Amazon is in search of a creative director to lead its virtual reality initiatives, a sign that it may be chasing commerce through that emerging medium, according to a report from Variety. A request to Amazon for comment from Retail Dive was not immediately returned.
Another indicator that the position may be serving the company’s e-commerce division and not just its entertainment unit: The ad comes from the Amazon A9 team in charge of search and advertising for the retailer's website, according to the notice posted on LinkedIn.
“As Creative Director, VR at A9, you will envision the future of Amazon’s VR solutions and guide our creative and technical teams to produce compelling, world-class experiences,” the ad reads in part. “You will partner with the engineering and studio teams to create the story, design and art for these experiences. This role is for the experienced designer, technologist and creative visionary who is ready to lead the innovation in the new medium of VR.”

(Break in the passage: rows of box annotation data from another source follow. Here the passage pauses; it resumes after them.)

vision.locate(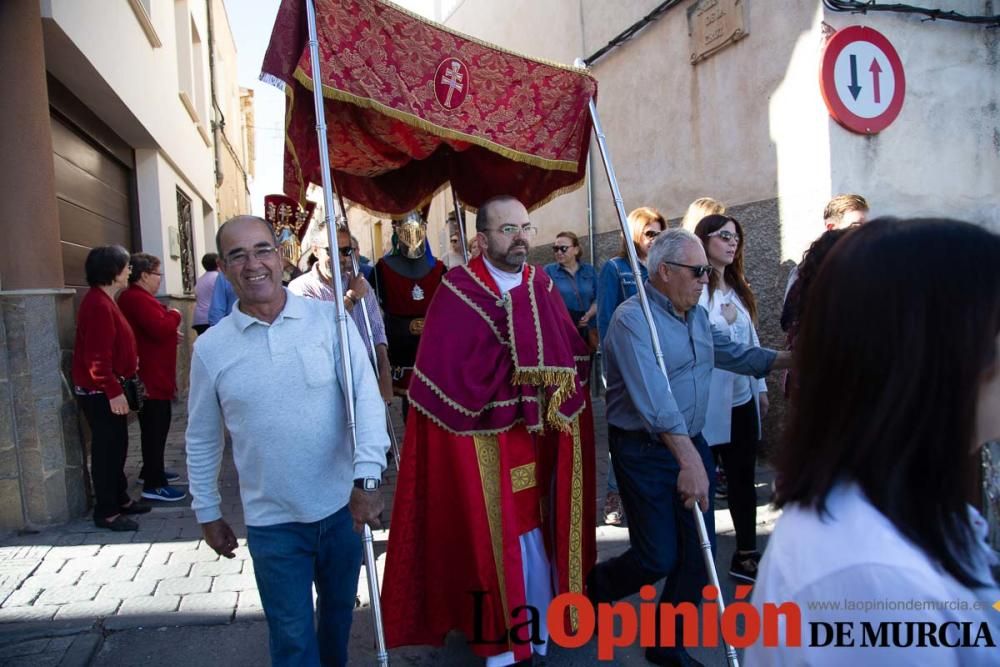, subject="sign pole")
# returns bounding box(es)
[306,0,389,667]
[575,58,740,667]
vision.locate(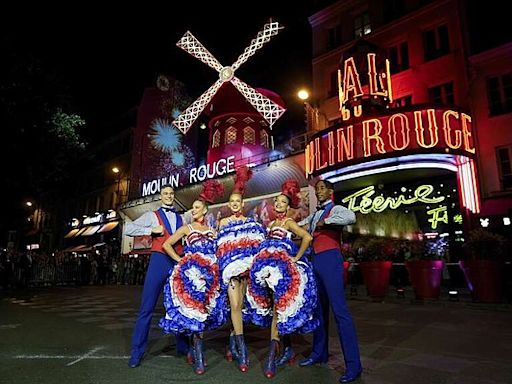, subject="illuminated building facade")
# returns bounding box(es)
[305,0,512,250]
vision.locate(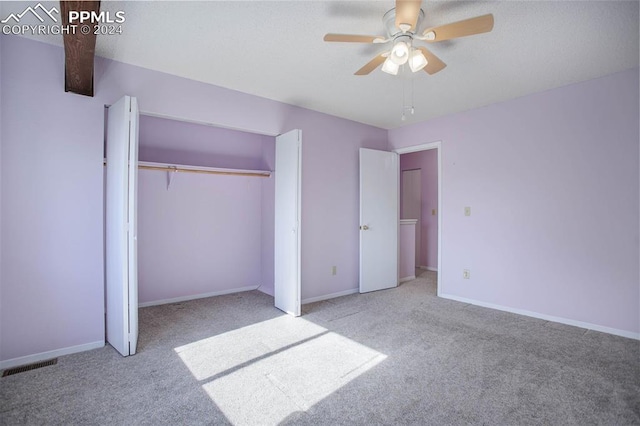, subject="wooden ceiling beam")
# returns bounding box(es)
[60,0,100,96]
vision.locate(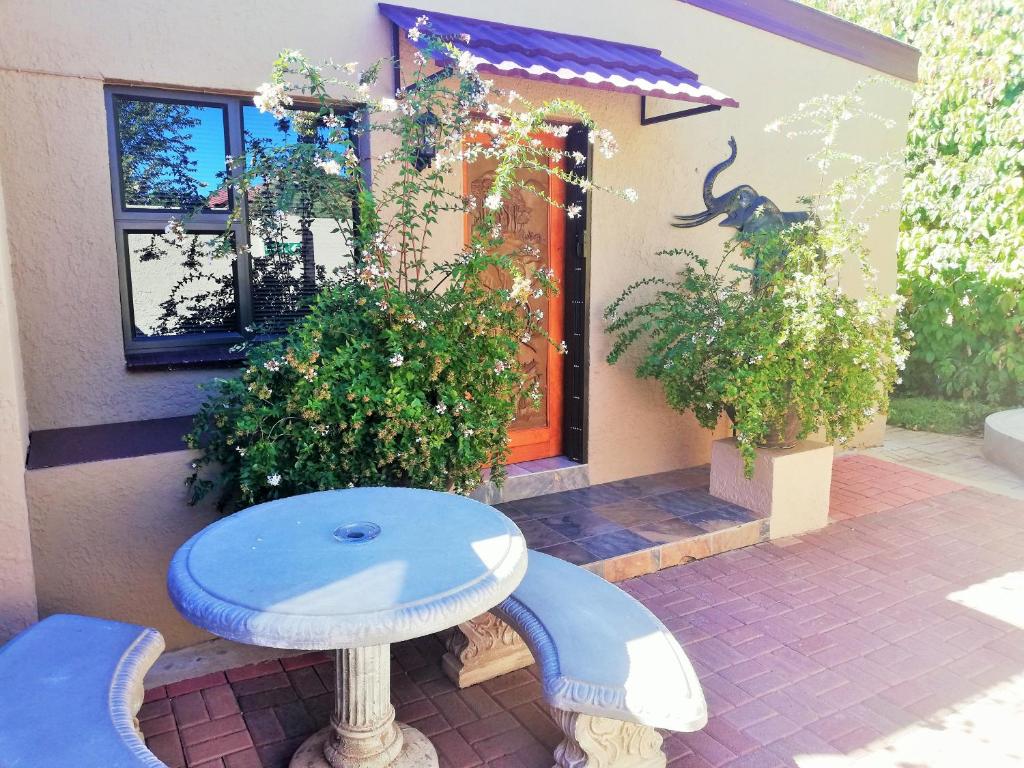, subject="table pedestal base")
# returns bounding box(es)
[289,645,437,768]
[289,723,437,768]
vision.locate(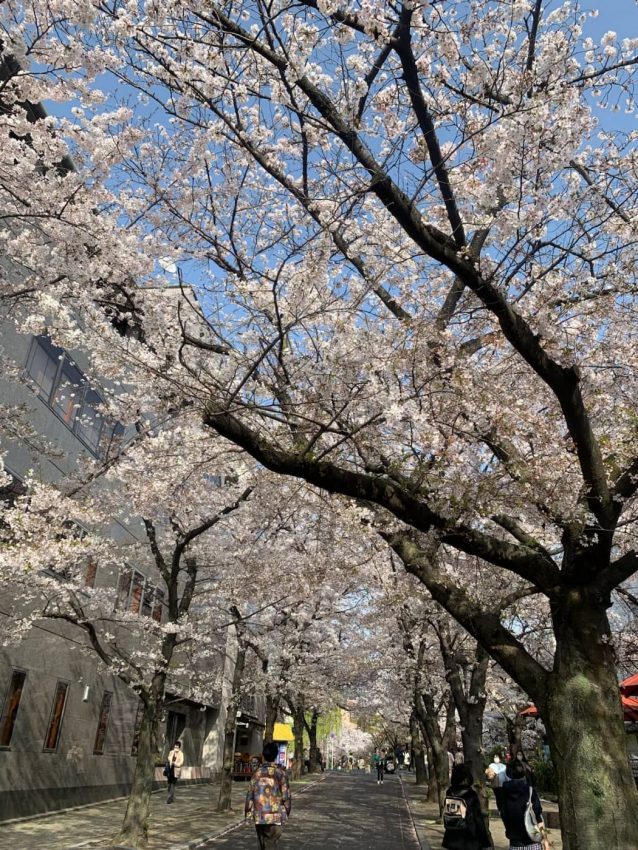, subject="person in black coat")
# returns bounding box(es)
[443,764,492,850]
[499,760,549,850]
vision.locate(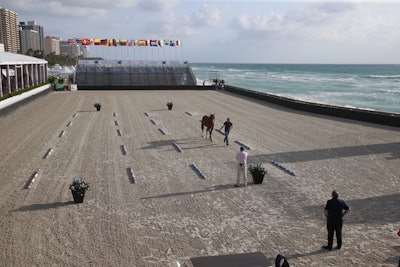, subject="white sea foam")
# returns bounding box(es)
[192,63,400,113]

Virtual reality is one of the frontiers being trod by innovators in several industries, including retail, and the technology is being driven in part by the swiftly rising tide of mobile commerce.
VR holds promise for marketers as well as for retailers hoping to demonstrate their wares in newly profound ways, both online and in stores. While it’s easy to “touch and feel” furniture (unlike clothes, cars or most other products, for example), it’s difficult to try out furniture in a room, and a pain to return if it doesn't work out. It’s an area that fails even brick-and-mortar retail time and again because shoppers are easily discouraged. And it’s the reason that furniture retailer Restoration Hardware has invested so much in appealing to the imagination through its extensive and elaborate showrooms.
It's also why Amazon itself released its Amazon Product Preview app, where shoppers can view how an item might look in their home. A few years ago Amazon also released image recognition capabilities through Flow, which recognizes one item or several items at once and adds them all to a customer's Amazon shopping cart.
VR also has the ability to enhance an aspect of shopping that has largely been lost in e-commerce: The emotional side, a particular weakness at Amazon, which so far has presenting its goods in mostly work-a-day fashion, ceding a psychological advantage to brick and mortar stores.
“The online store needs to provide us with the same kind of experience, to create these feelings we have in physical stores,” Liraz Margalit of digital “customer experience” solutions startup Clicktale previously told Retail Dive. “When you go to buy something, it’s not always a rational decision. It’s an emotional one. But sitting at our screens is a more ‘rational’ environment than being in a store.”